Reusable takeaway packaging viable with central system of reuse

Reusable takeaway packaging could present a compelling climate case over single-use alternatives if return and washing systems are properly implemented and optimised, according to a new study on reuse released by Zero Waste Europe, Reloop, and TOMRA today (5 September).

Reusable takeaway packaging coffee cupThe report ‘Assessing Climate Impact: Reusable systems vs. Single-Use Takeaway Packaging’ envisions reusable packaging reaching a steady state in 2030 whereby it can be collected, washed, and redistributed through a centralised system.

The study looked at the GHG emissions associated with a wide range of common takeaway packaging, including cups, burger boxes, bowls, pizza boxes, and sushi containers, comparing single-use to reusable packaging in an optimised reuse system.

The research found that the adoption of reusable containers within a well-designed reuse system has the potential to reduce GHG emissions for most packaging options. The only exception to this was pizza boxes which will likely need further innovations in design to fully unlock the benefits of reuse. For example, even a 20 per cent reduction in the weight of a reusable pizza box – equivalent to 85 grams – could tip the scales in favour of reuse.

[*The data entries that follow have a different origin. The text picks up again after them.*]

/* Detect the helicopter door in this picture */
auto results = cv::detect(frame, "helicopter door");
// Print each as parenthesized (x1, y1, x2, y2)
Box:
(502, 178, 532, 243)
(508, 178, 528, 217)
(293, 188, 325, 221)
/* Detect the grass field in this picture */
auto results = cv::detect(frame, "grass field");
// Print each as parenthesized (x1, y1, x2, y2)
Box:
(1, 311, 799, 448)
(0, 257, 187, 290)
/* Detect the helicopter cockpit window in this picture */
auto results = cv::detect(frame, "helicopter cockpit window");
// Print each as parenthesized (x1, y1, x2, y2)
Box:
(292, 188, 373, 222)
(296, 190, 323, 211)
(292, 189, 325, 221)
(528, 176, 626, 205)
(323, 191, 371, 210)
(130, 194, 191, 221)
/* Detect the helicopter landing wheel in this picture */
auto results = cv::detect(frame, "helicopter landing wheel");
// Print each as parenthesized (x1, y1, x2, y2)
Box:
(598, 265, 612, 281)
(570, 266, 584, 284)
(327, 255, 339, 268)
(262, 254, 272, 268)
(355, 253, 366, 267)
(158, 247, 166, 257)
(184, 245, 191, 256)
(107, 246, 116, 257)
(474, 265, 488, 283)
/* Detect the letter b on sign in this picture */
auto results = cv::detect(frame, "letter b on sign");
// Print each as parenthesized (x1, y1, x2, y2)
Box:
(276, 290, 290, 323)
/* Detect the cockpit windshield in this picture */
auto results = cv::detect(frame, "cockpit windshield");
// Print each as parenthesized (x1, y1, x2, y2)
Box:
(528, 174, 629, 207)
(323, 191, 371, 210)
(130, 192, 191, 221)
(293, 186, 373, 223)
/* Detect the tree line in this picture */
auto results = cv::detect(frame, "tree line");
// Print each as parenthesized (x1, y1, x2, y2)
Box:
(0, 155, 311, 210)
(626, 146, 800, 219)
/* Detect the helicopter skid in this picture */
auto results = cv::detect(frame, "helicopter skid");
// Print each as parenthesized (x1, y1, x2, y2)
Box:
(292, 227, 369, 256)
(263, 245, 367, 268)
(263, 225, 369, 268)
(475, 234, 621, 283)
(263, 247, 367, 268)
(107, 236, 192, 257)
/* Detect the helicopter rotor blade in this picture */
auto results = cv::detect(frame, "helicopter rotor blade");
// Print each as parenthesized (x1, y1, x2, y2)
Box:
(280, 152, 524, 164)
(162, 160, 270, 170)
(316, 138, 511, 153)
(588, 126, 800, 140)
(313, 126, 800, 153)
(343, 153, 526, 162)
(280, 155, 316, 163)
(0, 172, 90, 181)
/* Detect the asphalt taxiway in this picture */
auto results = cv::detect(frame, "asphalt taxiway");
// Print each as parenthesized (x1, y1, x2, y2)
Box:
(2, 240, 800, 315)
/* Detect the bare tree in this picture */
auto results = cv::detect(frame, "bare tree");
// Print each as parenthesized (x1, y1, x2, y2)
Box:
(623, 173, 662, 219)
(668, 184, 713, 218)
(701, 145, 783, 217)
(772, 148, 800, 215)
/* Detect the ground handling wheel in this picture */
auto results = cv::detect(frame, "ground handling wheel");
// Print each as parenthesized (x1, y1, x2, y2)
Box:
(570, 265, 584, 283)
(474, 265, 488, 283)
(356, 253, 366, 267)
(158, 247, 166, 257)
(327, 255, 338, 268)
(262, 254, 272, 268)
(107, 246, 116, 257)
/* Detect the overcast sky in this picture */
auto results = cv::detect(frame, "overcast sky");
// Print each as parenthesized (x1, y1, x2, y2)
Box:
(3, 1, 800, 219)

The study – produced by Eunomia Research and Consulting – also examined each container’s breakeven point at which reuse matches the carbon footprint of single-use, for greenhouse gas emissions within a robust return system. It found that returning a bowl thirteen times or a coffee cup just six times proved sufficient to break even, with any further returns becoming a net positive in terms of carbon emissions avoided.

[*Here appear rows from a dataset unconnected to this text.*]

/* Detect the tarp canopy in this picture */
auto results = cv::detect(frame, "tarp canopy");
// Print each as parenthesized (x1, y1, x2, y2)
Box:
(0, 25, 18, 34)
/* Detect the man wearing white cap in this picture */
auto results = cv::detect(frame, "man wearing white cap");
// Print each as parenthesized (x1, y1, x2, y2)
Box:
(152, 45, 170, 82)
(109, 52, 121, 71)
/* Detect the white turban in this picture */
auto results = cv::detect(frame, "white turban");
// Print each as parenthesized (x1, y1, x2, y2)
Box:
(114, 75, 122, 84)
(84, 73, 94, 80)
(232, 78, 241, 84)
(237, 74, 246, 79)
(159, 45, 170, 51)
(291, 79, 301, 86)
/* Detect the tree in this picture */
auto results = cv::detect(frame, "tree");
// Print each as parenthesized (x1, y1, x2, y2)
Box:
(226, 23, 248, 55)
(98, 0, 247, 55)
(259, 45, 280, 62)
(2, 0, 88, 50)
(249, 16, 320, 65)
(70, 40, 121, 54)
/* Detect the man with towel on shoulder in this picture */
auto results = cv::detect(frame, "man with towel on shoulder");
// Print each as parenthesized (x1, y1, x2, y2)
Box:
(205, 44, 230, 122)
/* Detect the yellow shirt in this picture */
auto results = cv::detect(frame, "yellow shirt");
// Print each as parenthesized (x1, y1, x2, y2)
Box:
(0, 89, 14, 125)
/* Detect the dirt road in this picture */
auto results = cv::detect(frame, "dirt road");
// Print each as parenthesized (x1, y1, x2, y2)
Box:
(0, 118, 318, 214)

Building upon the recent evaluation of life cycle assessments conducted by Zero Waste Europe and Reloop, the study urges policymakers to fight for a cleaner 2030, particularly as discussions commence shortly on the forthcoming reuse targets within the Packaging and Packaging Waste Regulations (PPWR).

Effective implementation of reusable takeaway packaging systems

ZWE says that the outcomes of this study hold great promise for guiding the implementation of effective reusable systems, emphasising the potential for emissions reduction and the significance of meticulous system design. The researchers call for large-scale trials to further validate and refine these findings.

Aline Maigret, Head of Policy at Zero Waste Europe, said: “Focusing on the potential for reducing GHG emissions, this study reiterates the relevance of switching from single-use packaging to reusable ones. As institutional negotiators are gearing up for the negotiations of the packaging rules in the EU, we count on them to acknowledge this potential by mandating ambitious reuse targets.”

Clarissa Morawski of Reloop added: “Unlocking the potential of smart reuse lies in crafting systems that harness our collective design experience, optimising processes from design to deposit return, embracing reverse logistics, and perfecting the art of washing. As we pave the way for the business of the future, let's ensure policies are in place to nurture and champion this transformative journey towards sustainability and innovation.”